The post-digital is (very) digital
The most common misconception of “post-digital” is that it signifies “beyond,” “anti-,” or simply “not” digital. Nothing could be further from the truth. The post-digital is deeply digital; it simply recognizes our current moment to be different from previous periods of digital preoccupation. When digital design discourse began in architecture (what Carpo calls “The First Digital Turn”), functions like computer processing and network connectivity were limited to discrete objects, such as personal computers. Now they course through devices of all shapes and sizes, affecting nearly everything we do as architects—how we labor, what that yields, and how our work is disseminated, received, and by whom. Think of the post-digital like the post-apocalyptic, a cataclysmic event (the digital revolution) that conditions everything that comes after. A discursive analog might be post-feminism, where the core tenets of a discourse are debated and adapted to keep pace with the times. Architecture has a tendency to see “The Digital” as a fixed category, rather than more appropriately as an entity in flux, in need of constant interrogation and qualification.

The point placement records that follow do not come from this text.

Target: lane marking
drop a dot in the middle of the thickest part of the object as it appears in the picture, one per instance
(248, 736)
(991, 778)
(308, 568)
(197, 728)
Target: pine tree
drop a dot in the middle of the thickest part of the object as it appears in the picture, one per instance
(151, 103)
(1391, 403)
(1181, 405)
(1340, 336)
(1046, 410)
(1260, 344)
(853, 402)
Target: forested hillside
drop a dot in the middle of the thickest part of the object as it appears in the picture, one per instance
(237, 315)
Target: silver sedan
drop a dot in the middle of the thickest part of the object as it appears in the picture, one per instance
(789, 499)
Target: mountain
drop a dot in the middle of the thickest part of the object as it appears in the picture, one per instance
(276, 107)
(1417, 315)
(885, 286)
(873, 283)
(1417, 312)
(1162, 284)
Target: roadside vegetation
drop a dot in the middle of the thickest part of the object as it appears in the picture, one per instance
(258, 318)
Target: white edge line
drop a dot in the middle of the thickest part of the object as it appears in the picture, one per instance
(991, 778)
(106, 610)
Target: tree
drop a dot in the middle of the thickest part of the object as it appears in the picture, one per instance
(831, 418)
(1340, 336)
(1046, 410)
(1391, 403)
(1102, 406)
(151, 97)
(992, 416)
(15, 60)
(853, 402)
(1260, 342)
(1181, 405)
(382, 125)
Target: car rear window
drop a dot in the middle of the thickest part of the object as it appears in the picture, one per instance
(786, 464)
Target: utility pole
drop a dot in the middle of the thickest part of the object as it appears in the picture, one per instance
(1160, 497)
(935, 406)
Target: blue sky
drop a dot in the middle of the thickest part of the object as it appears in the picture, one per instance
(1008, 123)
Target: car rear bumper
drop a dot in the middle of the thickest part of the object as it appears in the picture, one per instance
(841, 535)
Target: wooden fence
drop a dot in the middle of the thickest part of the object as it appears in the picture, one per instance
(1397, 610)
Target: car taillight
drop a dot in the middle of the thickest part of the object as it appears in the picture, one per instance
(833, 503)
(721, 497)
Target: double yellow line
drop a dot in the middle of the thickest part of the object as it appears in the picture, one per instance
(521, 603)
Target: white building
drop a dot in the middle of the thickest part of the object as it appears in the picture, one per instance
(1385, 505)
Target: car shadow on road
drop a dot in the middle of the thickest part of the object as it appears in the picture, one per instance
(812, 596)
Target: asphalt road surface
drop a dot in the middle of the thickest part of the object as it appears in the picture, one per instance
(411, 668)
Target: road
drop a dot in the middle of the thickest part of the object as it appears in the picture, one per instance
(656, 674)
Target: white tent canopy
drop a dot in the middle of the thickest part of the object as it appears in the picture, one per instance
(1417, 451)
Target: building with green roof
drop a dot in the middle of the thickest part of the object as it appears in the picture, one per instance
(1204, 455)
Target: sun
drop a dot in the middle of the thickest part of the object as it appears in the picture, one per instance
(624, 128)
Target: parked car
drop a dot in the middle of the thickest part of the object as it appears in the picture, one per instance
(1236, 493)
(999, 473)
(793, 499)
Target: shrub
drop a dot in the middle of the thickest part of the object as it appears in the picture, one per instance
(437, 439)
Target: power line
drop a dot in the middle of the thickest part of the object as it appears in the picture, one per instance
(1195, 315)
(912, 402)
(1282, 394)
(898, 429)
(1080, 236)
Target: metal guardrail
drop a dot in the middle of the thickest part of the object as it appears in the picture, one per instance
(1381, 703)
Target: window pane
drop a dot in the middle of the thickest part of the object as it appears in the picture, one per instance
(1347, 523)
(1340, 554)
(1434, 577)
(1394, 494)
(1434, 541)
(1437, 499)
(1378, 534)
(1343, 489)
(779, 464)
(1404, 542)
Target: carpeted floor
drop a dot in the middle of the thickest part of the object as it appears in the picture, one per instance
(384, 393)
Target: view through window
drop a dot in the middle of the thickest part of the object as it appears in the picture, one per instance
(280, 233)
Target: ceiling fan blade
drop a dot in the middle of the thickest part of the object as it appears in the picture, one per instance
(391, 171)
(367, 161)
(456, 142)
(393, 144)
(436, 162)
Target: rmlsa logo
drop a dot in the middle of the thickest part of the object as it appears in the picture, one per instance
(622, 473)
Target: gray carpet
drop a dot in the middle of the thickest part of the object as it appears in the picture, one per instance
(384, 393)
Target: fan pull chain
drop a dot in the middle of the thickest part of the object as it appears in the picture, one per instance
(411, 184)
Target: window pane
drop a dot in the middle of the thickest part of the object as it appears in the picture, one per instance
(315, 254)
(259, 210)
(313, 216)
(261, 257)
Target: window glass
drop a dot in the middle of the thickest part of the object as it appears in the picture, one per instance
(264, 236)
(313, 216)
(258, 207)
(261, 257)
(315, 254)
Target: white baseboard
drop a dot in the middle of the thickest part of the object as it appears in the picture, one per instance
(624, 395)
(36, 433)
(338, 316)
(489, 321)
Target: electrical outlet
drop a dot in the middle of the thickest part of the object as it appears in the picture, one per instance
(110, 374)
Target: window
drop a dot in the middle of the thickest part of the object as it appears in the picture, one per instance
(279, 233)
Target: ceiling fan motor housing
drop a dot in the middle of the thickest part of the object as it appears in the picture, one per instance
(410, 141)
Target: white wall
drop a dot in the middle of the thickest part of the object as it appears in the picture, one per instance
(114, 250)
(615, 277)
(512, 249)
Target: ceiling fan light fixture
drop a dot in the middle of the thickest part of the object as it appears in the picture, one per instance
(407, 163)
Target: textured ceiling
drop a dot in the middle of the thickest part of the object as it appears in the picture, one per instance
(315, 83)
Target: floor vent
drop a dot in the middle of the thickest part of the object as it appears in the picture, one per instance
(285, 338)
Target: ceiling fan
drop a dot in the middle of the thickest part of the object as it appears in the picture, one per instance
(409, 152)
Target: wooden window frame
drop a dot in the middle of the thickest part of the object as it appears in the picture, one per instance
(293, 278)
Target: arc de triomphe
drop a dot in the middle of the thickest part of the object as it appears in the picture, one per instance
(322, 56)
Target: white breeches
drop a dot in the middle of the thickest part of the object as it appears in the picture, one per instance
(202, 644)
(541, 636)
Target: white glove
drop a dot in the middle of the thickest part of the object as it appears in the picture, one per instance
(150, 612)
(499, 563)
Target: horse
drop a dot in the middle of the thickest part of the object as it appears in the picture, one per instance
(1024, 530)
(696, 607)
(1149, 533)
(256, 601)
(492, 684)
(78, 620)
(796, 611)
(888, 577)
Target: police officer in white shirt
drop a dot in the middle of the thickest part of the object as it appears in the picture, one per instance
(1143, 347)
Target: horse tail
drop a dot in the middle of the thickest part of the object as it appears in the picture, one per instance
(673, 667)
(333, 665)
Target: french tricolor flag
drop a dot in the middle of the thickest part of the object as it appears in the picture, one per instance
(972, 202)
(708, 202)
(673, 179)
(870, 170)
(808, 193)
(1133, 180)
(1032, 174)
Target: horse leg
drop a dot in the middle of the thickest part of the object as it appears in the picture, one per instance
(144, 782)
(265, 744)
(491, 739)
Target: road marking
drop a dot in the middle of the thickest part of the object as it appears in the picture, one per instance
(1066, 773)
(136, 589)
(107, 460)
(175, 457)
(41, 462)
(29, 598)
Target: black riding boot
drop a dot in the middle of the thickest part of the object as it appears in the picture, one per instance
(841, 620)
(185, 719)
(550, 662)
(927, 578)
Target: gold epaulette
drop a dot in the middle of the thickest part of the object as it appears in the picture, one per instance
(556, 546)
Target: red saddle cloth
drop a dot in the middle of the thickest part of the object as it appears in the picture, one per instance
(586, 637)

The post-digital is habitual
Scholars of digital design (Carpo among them) tend to concern themselves with the few progressive pioneers who challenge architectural norms through radical experimentation with new tools. This made sense in the 1990s, when computers were rare, expensive, and few knew how to use them. But today, everybody uses computers. And the mundane activities of daily digital life (Photoshop filters, 3-D libraries, Google image searches, etc.) are arguably as important as the most technically sophisticated work with machines (AI controlled robots for example) as they affect more people. Our current digital situation is broad and cultural, perpetuated by the daily habits of ubiquitous computing. Though pervasive, habitual digitality has largely gone untheorized in architecture. If our discourse remains focused solely on exceptional cases, we will miss the profound effects that digital technology has on the vast population of “users” defining the built environment. Digital design is no longer a rarified practice of experimental vanguards, it’s a mainstream cultural practice worthy of our attention.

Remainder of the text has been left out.